2. Don’t demand thanks.
Avoid commanding your child to be courteous or withholding a gift if he does not say ‘thank you’. Remember that gratitude should not stem from shame or fear of punishment. Your child is less likely to learn this value if it is prevailed upon him, especially if he is scolded or shamed.
3. Consider the reasons behind ungrateful behavior.
A child who is hungry, upset, over-stimulated or tired can hardly be expected to be on his best behavior. Take his temperament into account as well. Some kids are more outgoing and talkative and therefore more likely to express their thanks easily as opposed to a reserved child.
4. Make the child part in the gift-giving process.
Take your child along as you do your Christmas or birthday gift shopping. If it is too difficult, employ your child’s help when making homemade gifts, like baked goods or simply ask him to decide which gift should go to whom. By doing so, you make him learn to see how much of an effort it takes, and you make him more appreciative of the gifts he receives from others.
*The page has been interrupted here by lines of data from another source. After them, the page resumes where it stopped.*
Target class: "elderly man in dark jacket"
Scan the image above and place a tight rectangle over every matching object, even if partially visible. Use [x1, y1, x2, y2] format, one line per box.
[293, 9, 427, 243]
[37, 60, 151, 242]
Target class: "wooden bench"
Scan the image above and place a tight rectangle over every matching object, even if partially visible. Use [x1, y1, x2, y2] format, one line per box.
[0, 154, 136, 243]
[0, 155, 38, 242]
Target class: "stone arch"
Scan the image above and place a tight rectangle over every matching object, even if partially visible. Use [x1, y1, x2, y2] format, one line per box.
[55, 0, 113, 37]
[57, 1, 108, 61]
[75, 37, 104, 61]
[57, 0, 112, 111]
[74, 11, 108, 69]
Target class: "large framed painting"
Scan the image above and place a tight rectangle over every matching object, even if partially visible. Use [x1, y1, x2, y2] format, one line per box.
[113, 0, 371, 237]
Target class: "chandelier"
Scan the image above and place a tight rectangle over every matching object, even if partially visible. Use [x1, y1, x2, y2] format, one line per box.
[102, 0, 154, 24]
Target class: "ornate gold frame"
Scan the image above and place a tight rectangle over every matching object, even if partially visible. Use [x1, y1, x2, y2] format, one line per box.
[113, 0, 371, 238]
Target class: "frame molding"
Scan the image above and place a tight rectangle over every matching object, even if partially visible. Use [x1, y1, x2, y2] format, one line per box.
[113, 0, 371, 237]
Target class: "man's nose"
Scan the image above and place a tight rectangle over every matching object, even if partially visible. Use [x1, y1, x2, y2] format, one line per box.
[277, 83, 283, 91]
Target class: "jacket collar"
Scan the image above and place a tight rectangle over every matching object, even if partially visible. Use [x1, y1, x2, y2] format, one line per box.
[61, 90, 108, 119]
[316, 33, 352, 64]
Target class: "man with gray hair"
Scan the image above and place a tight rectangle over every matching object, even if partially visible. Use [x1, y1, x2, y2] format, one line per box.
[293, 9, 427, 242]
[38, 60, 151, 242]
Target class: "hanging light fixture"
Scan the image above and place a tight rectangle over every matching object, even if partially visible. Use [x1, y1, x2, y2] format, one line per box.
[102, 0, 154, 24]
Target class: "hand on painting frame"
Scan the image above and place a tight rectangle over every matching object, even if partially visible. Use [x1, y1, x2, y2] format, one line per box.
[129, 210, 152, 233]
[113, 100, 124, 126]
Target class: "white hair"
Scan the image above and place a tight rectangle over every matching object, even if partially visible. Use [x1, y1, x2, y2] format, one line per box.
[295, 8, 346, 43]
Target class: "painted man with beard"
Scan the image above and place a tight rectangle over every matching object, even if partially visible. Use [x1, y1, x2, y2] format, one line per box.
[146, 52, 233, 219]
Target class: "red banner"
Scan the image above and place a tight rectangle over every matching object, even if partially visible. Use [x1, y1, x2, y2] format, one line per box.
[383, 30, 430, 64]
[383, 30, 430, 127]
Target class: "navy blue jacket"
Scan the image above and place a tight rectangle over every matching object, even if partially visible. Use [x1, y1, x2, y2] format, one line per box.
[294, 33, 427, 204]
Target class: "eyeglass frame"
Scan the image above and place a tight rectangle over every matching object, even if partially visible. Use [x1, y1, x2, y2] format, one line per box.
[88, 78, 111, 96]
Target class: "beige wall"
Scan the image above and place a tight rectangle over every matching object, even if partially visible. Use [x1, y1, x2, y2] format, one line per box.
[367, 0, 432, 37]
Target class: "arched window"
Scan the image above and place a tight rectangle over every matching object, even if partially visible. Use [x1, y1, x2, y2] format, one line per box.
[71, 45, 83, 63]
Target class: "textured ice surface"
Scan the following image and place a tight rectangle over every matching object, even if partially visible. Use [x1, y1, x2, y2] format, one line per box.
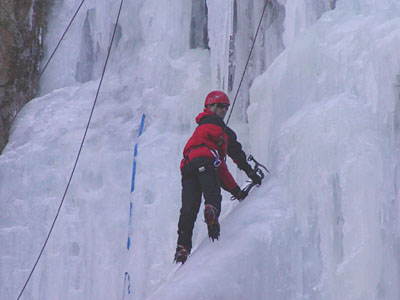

5. Train your kids to write thank you notes.
They can write notes to teachers, aunts, or anyone who give gifts. Notes are important because they demonstrate and instill a higher level of appreciation. The child would have to think a lot more about what the person actually did for him and therefore internalize why he should be grateful.
6. Be a role model for your children.
Children learn from watching, so your actions may speak louder than your words. Make an effort to be thankful for even the little things and to visibly express it. If showing appreciation is not your best suits, then you can’t expect your children to be grateful either.
Ultimately, the best way for parents to teach gratitude is the old-fashioned way—by living it out at home. Saying “thank you” to each other and recognizing the special contributions of each family member will naturally lead children to carry the attitude of gratitude into their adult lives.
As a final point, here is a verse from the Word of God to remember:
“In everything give thanks; for this is the will of God in Christ Jesus for you.”